Condition Average pass rate Read
short sparse 0.25 Short and underspecified
long sparse 0.25 More words, same missing contract
short dense 1.00 Short but explicit
long dense 1.00 Explicit and verbose

The length marginal stayed flat at 0.625 -> 0.625. The density marginal jumped from 0.25 -> 1.00.

Model Split

Model short sparse long sparse short dense long dense
qwen3.5:4b 0.50 0.50 1.00 1.00
qwen3.5:9b 0.50 0.50 1.00 1.00
gemma4:e4b 0.00 0.00 1.00 1.00
gemma4:26b 0.00 0.00 1.00 1.00

On this task family, both tested Qwen models were partly recoverable under sparse prompts, while both tested Gemma models collapsed until the contract became explicit.

Failure Texture

Most sparse-prompt failures were contract-shape errors, not generic nonsense:

  • wrong_output_type: 39
  • runtime_error: 21
  • extraction_failure: 12

The common pattern was straightforward: models wrote a plausible function for the task name, but returned the wrong output shape, printed instead of returning, or chose a familiar but wrong contract.

Public Runner

cd harness
uv run python validate.py e15 --model-name qwen3.5:4b --k 3

The public e15 command is source-complete for this finding class.

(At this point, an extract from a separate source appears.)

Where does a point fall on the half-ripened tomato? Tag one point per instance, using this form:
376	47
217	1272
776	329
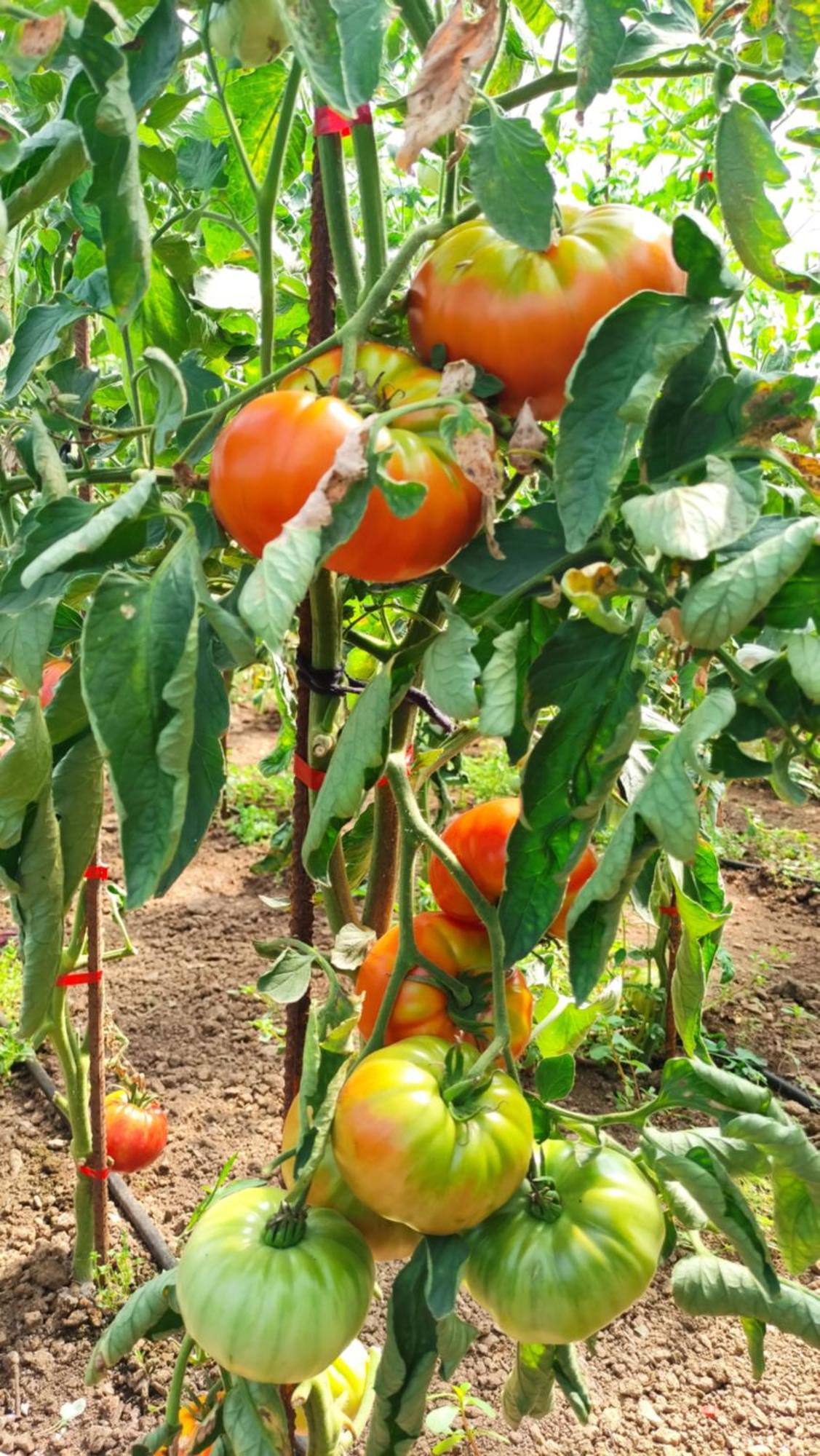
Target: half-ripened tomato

Fresh runs should be read as replications on the same prompt family, not as a universal statement about context-window behavior.

Data

  • Aggregated finding: data/public/findings.json
  • Task definitions: harness/data.py
  • Harness: harness/validate.py

The raw E15 run archives stay local or private for now. The public repo publishes the derived summary, plotting code, and runnable harness.

Sample Counts

  • 4 archived E15 run files
  • 4 models
  • 4 tasks
  • 16 task-model rows per condition
  • 192 total graded calls
  • k=3 per condition

Limitations

This result comes from deterministic Python code tasks on four local-model runs. It separates prompt length from prompt explicitness inside this task family; it does not show that context window never matters for retrieval, long-document synthesis, or multi-turn chat.